For asset management to be successful, a road organization must have in place a corporate structure that facilitates the implementation and delivery of asset management by appropriately empowered and competent staff (UKRLG and HMEP 2013). This organizational structure must be fully supported by the leadership.
The assessment of current asset management practices may reveal the need for an important corporate change to attain the potential of asset management. Depending on the differences between actual and recommended practice, the implementation of a comprehensive change strategy may be required, which should be driven by the organization trying to reach the right level of maturity.
The change strategy has to identify what needs to be done and how the organization’s executives will involve and motivate staff in achieving the benefits pursued. Typical processes of this corporate change include integrating asset management into business processes and organizational culture, establishing asset management roles, and setting performance management standards (FHWA Transportation Asset Management Expert Task Group 2013). These standards, in particular, may be supported by agency agreements with the government.

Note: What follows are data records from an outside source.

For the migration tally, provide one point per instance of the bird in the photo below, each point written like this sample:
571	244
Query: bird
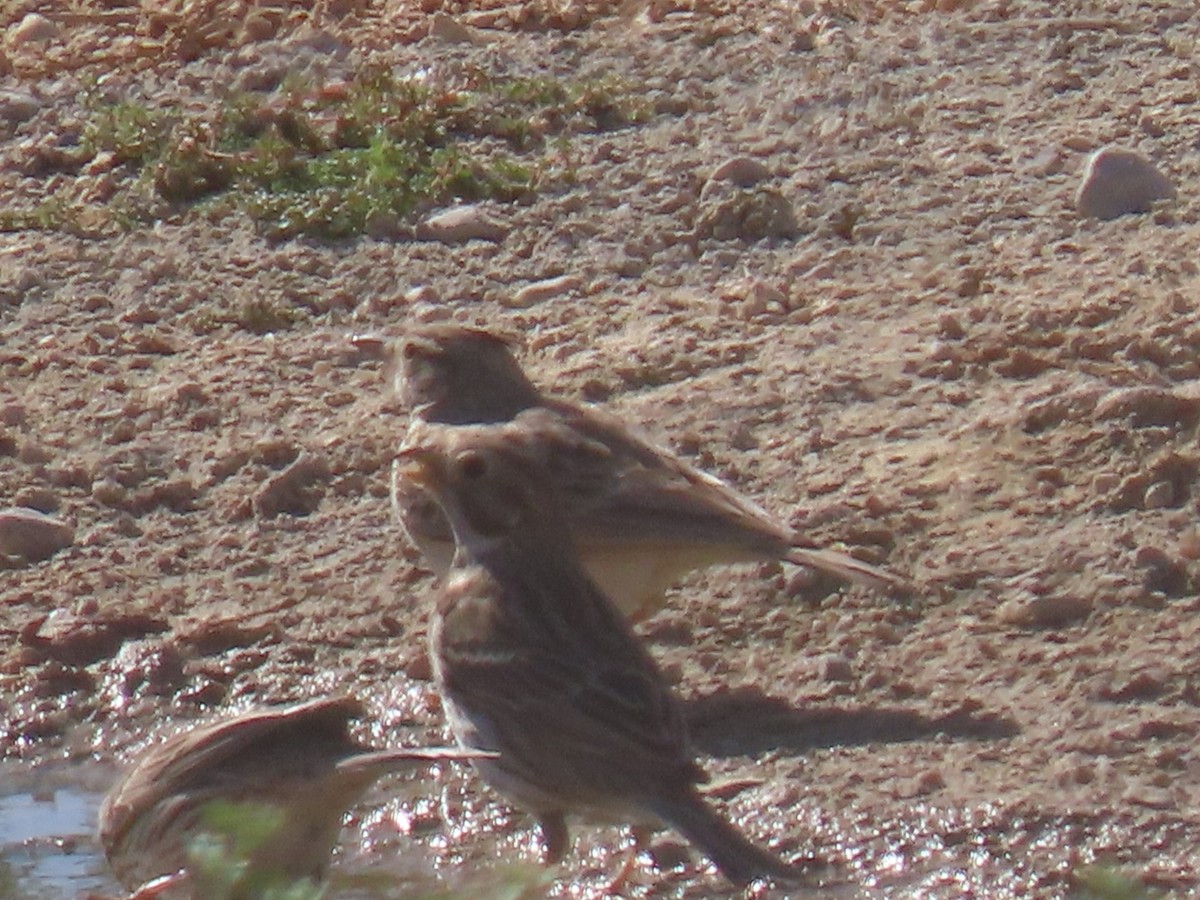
642	517
535	664
297	761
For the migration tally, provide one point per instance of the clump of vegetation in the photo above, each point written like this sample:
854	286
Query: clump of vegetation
220	862
340	160
1107	882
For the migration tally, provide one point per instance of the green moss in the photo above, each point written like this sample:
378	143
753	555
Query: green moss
333	161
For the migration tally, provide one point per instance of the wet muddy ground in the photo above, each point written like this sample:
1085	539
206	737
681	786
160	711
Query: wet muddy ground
916	351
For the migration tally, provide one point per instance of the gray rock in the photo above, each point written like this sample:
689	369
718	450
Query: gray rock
31	535
1119	183
461	225
17	106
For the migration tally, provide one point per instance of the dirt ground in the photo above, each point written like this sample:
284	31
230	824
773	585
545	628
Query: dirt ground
935	363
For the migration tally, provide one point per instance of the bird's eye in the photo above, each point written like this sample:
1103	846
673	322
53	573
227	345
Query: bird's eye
472	466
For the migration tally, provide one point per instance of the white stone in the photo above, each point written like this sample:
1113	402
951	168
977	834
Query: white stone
31	29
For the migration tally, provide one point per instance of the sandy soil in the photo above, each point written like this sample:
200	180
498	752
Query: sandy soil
937	364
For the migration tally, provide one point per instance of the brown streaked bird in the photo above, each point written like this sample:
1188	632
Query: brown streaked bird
535	664
299	761
642	517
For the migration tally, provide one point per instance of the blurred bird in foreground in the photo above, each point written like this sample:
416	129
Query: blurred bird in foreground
297	762
641	516
534	663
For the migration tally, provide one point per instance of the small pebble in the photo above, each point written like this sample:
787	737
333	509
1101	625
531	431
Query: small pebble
461	225
1159	495
18	106
33	29
31	535
742	171
1150	406
295	491
834	667
1117	183
449	30
1048	611
541	291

Many road organizations around the world still function based on a silo-like organizational structure, in which the areas responsible for managing the various asset types (pavements, bridges, slopes, and so on) operate almost in isolation, without an integrated vision to achieve the corporate objectives. Asset management aims at aligning and linking processes so that all business units within an agency operate in a coordinated fashion rather than independently (FHWA 2012), based on a unified view of asset management policy and strategy taken at the leadership level (UKRLG and HMEP 2013).
Frequently, adopting the right structure for asset management will present greater challenges than putting to work new technical or analytical procedures (FHWA 2012). This might be particularly the case with developing countries, where the resources and staff necessary for the institutional change may not be available, thus inhibiting the implementation of asset management. In such circumstances, greater effort is usually required from the supporters of change to make the case for asset management.